Titanium v2.411 has been installed on the NPACI datastar.sdsc.edu machine (the
replacement for NPACI Blue Horizon), in the following location:

/usr/local/apps/titanium/dist/bin/tcbuild    -- 32-bit
/usr/local/apps/titanium/dist64/bin/tcbuild  -- 64-bit

This email contains very valuable information about the machine and using
Titanium on it.
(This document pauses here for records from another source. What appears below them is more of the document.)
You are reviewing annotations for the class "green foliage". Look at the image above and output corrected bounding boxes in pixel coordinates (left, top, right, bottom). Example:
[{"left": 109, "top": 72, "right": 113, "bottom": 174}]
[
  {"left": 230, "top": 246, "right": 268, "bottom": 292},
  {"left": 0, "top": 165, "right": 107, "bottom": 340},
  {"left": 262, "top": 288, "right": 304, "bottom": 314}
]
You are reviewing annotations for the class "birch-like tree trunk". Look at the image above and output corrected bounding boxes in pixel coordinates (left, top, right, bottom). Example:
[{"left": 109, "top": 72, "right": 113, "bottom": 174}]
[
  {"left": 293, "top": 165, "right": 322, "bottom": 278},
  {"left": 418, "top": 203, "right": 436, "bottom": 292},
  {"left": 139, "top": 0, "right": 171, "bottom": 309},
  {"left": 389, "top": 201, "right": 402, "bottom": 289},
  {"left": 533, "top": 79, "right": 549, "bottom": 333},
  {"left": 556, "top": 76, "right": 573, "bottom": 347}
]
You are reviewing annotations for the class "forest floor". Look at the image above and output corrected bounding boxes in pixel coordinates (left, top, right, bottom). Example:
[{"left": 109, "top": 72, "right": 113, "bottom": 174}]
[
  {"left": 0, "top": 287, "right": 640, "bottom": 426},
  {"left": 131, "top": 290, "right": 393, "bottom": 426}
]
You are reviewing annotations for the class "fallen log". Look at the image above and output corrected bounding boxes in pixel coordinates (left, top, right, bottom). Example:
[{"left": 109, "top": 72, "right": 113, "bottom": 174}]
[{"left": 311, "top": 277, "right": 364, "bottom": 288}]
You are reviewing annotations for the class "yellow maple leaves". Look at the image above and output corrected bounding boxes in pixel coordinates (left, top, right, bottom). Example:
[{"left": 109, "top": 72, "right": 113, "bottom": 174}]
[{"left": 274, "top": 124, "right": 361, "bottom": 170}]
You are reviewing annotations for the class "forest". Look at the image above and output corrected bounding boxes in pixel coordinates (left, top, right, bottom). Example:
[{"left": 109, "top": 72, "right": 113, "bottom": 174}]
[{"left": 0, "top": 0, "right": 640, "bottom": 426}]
Please peruse it and save it as a guide for later usage.

Access
------

Everyone who previously held Blue Horizon accounts should already have access
to DataStar (although you may need to contact the consultants for a password
reset), and we should be able to add DataStar accounts for any new users who
want them. 

The machine usage and configuration is described here:

   http://www.npaci.edu/DataStar/

Executive summary of the hardware: 
--------------------------------
DataStar is a Power4/Federation IBM SP machine - the hardware successor to the
Power3/Colony (aka. seaborg). All the system software is comparable, but the
CPU and network hardware is superior in almost every way (the only exception
being the seaborg machine has more total CPU's).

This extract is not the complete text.